- Governors have greater freedom to offer the incentives which work best for their particular cohort of prisoners
- Those who don’t follow the rules will have privileges removed and face swifter punishment through our new adjudications process
- The move is intended to help break the cycle of reoffending and put prisoners on the right path
Prison governors will today be able to have their say on a new approach to incentives which encourages prisoners to take responsibility for their own rehabilitation.
A consultation is being launched on the new Incentives and Earned Privileges policy, which would empower governors to design their own programme of incentives tailored to the specific challenges in their prison.
Those who behave well and engage in meaningful activities such as education and employment programmes could receive privileges such as more time in the gym or additional visits.
Crucially, governors will be able to tackle poor behaviour by taking away privileges – returning people to a more basic regime and living conditions – and will have greater freedom to decide how prisoners move up or down privilege levels.
Prisons Minister Rory Stewart said:
Prisons must be places of safety, decency and purposeful activity to turn around the lives of those in custody.
This new framework will give governors the tools to set clear behavioural standards for offenders under their watch, and the consequences should these not be met.
Research on behaviour change shows positive reinforcement is much more effective at shaping behaviour than punishment and, while sometimes necessary, punishment alone does not effectively change behaviour.
Many consider that the incentives system is not currently as effective as it could be, with governors having too little flexibility to establish incentives that their particular cohort of prisoners value.
We are therefore providing governors with more freedom to design their incentive scheme to take account of the
local needs of their prison population and the facilities available in their prison.

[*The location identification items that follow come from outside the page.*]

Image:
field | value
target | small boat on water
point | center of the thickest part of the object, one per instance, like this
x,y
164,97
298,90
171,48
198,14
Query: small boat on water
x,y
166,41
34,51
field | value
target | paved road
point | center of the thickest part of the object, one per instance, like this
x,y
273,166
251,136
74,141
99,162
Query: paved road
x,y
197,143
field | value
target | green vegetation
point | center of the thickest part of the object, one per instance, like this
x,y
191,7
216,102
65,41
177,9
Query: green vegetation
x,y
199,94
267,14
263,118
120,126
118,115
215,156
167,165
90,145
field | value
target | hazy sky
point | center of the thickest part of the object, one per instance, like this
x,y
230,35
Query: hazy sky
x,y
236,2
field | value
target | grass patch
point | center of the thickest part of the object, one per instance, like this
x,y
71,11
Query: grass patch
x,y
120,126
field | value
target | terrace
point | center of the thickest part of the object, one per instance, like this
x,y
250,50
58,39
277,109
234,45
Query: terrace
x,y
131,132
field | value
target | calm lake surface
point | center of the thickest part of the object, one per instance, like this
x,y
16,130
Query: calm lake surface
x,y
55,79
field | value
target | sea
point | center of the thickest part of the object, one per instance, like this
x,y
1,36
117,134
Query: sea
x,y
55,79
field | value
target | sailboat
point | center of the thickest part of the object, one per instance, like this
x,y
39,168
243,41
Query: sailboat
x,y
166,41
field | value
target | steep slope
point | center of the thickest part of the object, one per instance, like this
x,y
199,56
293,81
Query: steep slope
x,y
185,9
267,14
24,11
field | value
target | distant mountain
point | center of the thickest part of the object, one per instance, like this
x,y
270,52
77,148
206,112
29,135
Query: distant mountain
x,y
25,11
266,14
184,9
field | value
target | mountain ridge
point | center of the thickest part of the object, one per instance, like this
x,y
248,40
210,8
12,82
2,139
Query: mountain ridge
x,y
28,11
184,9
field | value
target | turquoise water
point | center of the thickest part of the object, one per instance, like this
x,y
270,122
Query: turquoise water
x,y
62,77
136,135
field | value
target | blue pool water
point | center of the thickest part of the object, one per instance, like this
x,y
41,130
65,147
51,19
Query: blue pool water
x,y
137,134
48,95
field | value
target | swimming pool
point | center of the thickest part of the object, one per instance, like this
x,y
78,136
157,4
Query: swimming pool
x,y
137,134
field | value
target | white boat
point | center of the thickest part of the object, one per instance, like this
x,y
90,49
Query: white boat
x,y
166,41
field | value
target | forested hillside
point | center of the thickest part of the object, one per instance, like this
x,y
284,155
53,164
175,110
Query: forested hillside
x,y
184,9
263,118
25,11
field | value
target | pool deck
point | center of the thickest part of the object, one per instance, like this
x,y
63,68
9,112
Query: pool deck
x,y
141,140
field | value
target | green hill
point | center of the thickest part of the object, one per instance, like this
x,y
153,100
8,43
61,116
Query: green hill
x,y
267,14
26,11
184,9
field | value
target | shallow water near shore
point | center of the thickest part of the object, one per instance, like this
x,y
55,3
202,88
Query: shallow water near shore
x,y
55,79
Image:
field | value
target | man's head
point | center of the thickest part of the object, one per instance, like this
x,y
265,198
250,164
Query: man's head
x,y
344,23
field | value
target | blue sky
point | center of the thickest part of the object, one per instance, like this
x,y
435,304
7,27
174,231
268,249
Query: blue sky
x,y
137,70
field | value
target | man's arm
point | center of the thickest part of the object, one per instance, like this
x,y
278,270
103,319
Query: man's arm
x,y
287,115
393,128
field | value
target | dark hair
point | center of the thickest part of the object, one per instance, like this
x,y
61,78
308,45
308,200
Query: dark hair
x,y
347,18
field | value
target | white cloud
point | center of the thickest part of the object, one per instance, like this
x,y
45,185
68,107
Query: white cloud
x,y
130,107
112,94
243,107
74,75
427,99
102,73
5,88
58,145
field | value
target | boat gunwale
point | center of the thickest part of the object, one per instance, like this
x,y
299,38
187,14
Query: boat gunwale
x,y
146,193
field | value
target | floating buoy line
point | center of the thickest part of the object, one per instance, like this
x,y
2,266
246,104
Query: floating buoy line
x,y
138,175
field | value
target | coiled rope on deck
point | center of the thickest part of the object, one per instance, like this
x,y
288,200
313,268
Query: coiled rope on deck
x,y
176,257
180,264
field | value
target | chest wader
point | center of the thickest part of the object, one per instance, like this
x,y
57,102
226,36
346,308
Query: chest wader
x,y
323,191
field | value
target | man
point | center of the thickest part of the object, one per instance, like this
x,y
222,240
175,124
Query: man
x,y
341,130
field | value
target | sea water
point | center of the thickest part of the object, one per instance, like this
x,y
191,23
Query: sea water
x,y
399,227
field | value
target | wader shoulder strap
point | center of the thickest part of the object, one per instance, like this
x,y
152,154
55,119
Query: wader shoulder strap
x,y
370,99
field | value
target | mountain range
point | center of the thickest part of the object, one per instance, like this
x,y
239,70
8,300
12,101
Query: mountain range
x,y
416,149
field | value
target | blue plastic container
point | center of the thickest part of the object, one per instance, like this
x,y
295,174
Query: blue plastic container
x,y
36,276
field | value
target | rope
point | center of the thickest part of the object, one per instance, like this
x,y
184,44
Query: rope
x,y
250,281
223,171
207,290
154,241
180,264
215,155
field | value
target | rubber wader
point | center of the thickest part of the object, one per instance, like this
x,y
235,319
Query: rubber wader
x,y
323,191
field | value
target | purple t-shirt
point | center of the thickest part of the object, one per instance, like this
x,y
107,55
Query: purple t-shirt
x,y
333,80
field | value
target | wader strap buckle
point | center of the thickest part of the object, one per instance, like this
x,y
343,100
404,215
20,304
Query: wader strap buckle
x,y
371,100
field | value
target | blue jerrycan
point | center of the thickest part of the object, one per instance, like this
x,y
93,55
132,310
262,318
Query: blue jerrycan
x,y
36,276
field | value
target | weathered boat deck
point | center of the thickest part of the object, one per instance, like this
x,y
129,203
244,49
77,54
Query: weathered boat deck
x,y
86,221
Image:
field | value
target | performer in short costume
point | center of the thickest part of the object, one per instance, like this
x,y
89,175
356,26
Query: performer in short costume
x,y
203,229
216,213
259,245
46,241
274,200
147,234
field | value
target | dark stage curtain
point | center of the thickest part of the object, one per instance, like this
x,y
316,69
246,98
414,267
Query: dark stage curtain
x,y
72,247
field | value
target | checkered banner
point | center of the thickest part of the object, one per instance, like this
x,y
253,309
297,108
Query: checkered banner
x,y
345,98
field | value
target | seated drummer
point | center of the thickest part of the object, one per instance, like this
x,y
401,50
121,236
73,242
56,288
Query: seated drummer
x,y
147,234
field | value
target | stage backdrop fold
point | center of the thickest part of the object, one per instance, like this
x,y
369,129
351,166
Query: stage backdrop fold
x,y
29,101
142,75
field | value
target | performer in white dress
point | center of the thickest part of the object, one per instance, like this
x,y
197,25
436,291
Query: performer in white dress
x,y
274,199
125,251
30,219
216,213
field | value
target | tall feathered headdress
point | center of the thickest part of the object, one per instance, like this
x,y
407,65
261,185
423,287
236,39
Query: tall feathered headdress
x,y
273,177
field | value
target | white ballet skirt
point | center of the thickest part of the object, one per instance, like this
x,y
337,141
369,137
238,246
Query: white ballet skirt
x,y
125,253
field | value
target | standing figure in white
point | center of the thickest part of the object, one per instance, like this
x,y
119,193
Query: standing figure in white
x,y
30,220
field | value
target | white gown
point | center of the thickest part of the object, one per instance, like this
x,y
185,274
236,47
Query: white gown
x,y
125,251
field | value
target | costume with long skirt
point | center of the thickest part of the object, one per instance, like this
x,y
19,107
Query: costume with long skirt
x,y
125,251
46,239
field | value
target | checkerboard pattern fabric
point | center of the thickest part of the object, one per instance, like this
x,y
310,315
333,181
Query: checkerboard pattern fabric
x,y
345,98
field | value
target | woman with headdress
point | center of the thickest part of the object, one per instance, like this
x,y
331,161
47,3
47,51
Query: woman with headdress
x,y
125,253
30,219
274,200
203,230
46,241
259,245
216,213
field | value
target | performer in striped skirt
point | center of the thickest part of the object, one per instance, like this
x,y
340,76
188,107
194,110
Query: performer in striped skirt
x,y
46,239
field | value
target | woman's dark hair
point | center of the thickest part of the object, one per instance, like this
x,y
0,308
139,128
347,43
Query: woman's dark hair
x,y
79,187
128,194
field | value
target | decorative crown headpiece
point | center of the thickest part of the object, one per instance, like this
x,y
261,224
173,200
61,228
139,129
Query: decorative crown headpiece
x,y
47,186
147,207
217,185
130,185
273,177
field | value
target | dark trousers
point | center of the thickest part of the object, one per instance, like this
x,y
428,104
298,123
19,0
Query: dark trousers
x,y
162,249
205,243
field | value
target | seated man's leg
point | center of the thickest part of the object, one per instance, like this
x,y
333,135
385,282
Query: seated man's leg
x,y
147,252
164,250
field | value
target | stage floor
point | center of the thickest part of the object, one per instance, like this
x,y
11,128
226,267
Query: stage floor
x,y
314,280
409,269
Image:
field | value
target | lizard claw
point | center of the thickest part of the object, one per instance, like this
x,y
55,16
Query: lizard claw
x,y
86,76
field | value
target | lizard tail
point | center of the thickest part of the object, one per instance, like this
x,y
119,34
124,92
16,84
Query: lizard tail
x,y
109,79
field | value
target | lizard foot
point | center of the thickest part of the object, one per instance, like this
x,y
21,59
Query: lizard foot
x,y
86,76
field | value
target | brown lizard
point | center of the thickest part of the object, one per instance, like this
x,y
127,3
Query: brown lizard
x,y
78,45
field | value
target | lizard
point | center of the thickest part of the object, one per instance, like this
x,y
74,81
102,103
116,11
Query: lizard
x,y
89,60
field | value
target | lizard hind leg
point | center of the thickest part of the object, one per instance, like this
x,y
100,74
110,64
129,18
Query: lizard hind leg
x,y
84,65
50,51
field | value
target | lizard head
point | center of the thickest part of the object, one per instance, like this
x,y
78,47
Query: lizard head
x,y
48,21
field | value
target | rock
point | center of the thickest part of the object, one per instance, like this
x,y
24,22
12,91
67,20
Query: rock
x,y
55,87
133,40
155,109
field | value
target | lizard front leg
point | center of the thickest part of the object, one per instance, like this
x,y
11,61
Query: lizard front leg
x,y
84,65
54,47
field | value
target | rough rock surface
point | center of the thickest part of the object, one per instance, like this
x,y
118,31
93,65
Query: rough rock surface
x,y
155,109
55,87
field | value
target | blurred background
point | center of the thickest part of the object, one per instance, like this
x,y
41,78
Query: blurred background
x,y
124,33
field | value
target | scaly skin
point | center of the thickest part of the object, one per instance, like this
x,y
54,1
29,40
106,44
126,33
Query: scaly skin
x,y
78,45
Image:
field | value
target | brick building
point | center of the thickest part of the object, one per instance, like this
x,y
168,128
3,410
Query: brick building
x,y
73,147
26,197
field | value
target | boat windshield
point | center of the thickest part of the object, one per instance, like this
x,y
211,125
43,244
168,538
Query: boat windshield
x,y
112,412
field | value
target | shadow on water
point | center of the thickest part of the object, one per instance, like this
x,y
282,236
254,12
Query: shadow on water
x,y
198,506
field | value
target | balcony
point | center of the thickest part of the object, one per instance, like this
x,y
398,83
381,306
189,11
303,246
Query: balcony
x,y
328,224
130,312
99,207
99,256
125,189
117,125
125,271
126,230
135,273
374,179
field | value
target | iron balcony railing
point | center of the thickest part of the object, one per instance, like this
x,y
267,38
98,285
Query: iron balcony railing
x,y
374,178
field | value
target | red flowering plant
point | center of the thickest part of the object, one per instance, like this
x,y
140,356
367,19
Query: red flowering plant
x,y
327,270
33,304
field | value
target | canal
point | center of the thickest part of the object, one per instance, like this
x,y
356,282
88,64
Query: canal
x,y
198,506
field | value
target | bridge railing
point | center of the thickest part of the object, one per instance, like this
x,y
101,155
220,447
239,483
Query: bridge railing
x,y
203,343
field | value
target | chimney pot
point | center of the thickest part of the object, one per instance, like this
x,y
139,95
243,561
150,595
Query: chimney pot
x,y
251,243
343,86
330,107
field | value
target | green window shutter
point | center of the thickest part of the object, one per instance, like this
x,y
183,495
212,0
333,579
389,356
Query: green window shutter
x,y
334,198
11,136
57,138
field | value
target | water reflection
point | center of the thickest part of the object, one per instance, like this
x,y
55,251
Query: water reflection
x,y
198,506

This means a prison with a good gym, or a wing with a kitchen area, could better use these in its IEP system in future.
Governors could also choose to increase the amount of time out of cell an individual prisoner receives to engage in recreational activities or exercise alongside education and work programmes.
And to better assist them in preparing for life back in the community, governors could choose to incentivise prisoners by offering additional visits from family and friends, with more flexible timings.
We will retain sensible limitations on governors’ freedoms, so that, for example, no paid for TV channels or other inappropriate incentives are permitted.
And for those who don’t follow the rules, a strict system of adjudications and punishments will ensure that governors are able to deal swiftly with those who refuse to engage. Punishments range from the removal of privileges to harsher measures such as prosecution and additional prison time.
Notes to editors
- The consultation will launch today (3 September) and will run for a period of 28 days.
- The new system will retain 3 privilege levels: basic, standard and enhanced, but remove ‘entry level’ which Governors tell us is bureaucratic and penalises prisoners who are new, setting up an adversarial relationship with staff from the outset.